Seperti diberitakan Kompas, Katib Aam Syuriah PBNU KH Yahya Cholil Staquf mengunjungi Vatikan. Ikut dalam rombongan, Ketua Umum PP GP Ansor Yaqut Cholil Qoumas. Kepada Kompas, Kiai Yahya menegaskan, bahwa, kedatangannya ke Vatikan di antaranya untuk menyosialisakan penghapusan kata kafir bagi non muslim di Indonesia.

“Kami hadir untuk menyosialisasikan hasil keputusan Munas ALim Ulama NU awal tahun ini, yang antara lain menghilangkan sebutan kafir bagi Warga Negara Indonesia (WNI) yang beragama non-muslim,” kata Yahya, sebagaimana viral di media sosial.

Menurut Gus A’am, kebesaran jamiyah NU, memang rawan untuk kepentingan politik pragmatis. Diakui, bahwa, Ormas NU ini memiliki ‘daya jual’ tinggi. Di sini pengurus NU memiliki tanggungjawab besar untuk menjaganya dengan baik. “Kalau pengurus NU-nya tidak kuat, bisa-bisa nahdliyin yang jumlahnya besar menjadi dagangan politik,” jelasnya dengan nada serius.

Di tengah kondisi global yang kian tak menentu, rakyat Indonesia harus mengambil sikap untuk melawan tindakan yang memecah belah bangsa. Toleransi semata tidak cukup untuk melawan itu karena upaya memecah belah bangsa terbukti membuat hampir semua negara di Timur Tengah tak lagi mampu berpikir mencari jalan keluar bagi bangsanya sendiri.

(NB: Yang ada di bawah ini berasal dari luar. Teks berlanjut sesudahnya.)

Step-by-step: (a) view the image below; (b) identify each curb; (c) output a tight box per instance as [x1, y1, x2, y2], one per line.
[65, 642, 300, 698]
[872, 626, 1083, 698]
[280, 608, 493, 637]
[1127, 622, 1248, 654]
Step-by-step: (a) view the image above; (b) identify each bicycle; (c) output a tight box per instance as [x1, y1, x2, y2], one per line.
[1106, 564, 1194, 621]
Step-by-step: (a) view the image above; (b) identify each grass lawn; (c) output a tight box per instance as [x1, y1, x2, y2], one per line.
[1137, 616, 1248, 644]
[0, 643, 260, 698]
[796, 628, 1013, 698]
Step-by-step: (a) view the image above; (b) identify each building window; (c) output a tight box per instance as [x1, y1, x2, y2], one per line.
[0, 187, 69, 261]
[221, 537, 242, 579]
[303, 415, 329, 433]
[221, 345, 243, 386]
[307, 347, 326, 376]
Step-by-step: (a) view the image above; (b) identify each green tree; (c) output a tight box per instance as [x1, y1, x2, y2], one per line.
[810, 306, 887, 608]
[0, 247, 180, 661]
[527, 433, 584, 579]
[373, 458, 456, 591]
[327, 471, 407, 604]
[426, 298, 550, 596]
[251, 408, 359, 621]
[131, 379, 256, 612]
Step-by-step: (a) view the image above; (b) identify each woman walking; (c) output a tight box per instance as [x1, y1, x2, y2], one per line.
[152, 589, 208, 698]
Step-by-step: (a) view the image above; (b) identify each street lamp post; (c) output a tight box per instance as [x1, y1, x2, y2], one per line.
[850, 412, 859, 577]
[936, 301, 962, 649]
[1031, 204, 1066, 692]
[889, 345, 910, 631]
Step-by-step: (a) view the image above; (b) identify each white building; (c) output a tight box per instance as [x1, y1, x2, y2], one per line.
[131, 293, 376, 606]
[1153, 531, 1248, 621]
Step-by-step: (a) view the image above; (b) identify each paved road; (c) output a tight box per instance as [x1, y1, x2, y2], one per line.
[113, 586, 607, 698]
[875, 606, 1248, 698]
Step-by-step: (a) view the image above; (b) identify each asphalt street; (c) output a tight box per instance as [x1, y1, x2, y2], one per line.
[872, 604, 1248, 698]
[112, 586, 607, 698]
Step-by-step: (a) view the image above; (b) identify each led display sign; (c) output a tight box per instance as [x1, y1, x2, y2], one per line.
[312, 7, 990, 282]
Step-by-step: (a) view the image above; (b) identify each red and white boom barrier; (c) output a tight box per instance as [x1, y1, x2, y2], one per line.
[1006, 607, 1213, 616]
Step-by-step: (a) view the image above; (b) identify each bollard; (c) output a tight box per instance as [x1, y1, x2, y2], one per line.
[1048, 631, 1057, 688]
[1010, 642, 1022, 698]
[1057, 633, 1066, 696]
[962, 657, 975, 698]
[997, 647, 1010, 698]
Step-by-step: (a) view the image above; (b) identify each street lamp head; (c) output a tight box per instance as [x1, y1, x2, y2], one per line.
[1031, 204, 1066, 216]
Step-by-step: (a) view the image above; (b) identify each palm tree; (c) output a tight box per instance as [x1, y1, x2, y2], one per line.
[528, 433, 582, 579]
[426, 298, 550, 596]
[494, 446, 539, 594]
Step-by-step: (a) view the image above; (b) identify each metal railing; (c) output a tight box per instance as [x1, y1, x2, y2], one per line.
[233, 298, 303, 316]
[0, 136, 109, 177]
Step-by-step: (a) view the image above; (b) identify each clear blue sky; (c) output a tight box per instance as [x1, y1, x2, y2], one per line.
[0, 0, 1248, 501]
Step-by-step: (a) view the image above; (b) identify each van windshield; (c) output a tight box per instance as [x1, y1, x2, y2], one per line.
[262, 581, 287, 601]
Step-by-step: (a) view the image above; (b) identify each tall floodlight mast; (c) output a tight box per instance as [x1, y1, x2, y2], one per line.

Yahya Cholil Staquf (kiri) dan Mgr Indunil Kodithuwakku (kanan) bertemu di Vatikan, Selasa (24/9/2019). KOMPAS/MOHAMMAD BAKIR
Melawan Upaya Pecah Belah

Seperti diberitakan Kompas, di depan rohaniwan Katolik di Kedutaan Besar RI untuk Takhta Suci, Roma, KH Yahya Staquf mengatakan: ”Kita tidak boleh menoleh ke belakang. Terlalu banyak alasan yang bisa membuat semua umat beragama terlibat dalam konflik. Jika menoleh ke belakang, Perang Salib selama ratusan tahun itu telah membuat umat Islam dan Kristen punya banyak alasan untuk saling membenci,” ujar Kamis (26/9/2019).

Hadir pada kesempatan itu Dubes RI untuk Takhta Suci Agus Sriyono, Uskup Pontianak Mgr Agustinus Agus, dan Ketua Umum GP Ansor Yaqut Cholil Qoumas.

Menurut Yahya, warga negara Indonesia harus mengambil sikap melawan terhadap upaya yang bertujuan memecah belah bangsa. ”Selama ini kita lebih banyak diam dan melawannya dengan wacana toleransi dengan mengedepankan cinta kasih atau rahmah dalam bahasa Islam. Hal itu ternyata tidak cukup. Saatnya kita melawan dan bergerak bersama-sama,” ujarnya.

Warga negara Indonesia harus mengambil sikap melawan terhadap upaya yang bertujuan memecah belah bangsa. Kerja sama NU dengan teman-teman Katolik, kata Yahya, tidak cukup hanya seperti yang selama ini dilakukan. ”Kita harus berani mengambil sikap decisive dan terencana,” katanya.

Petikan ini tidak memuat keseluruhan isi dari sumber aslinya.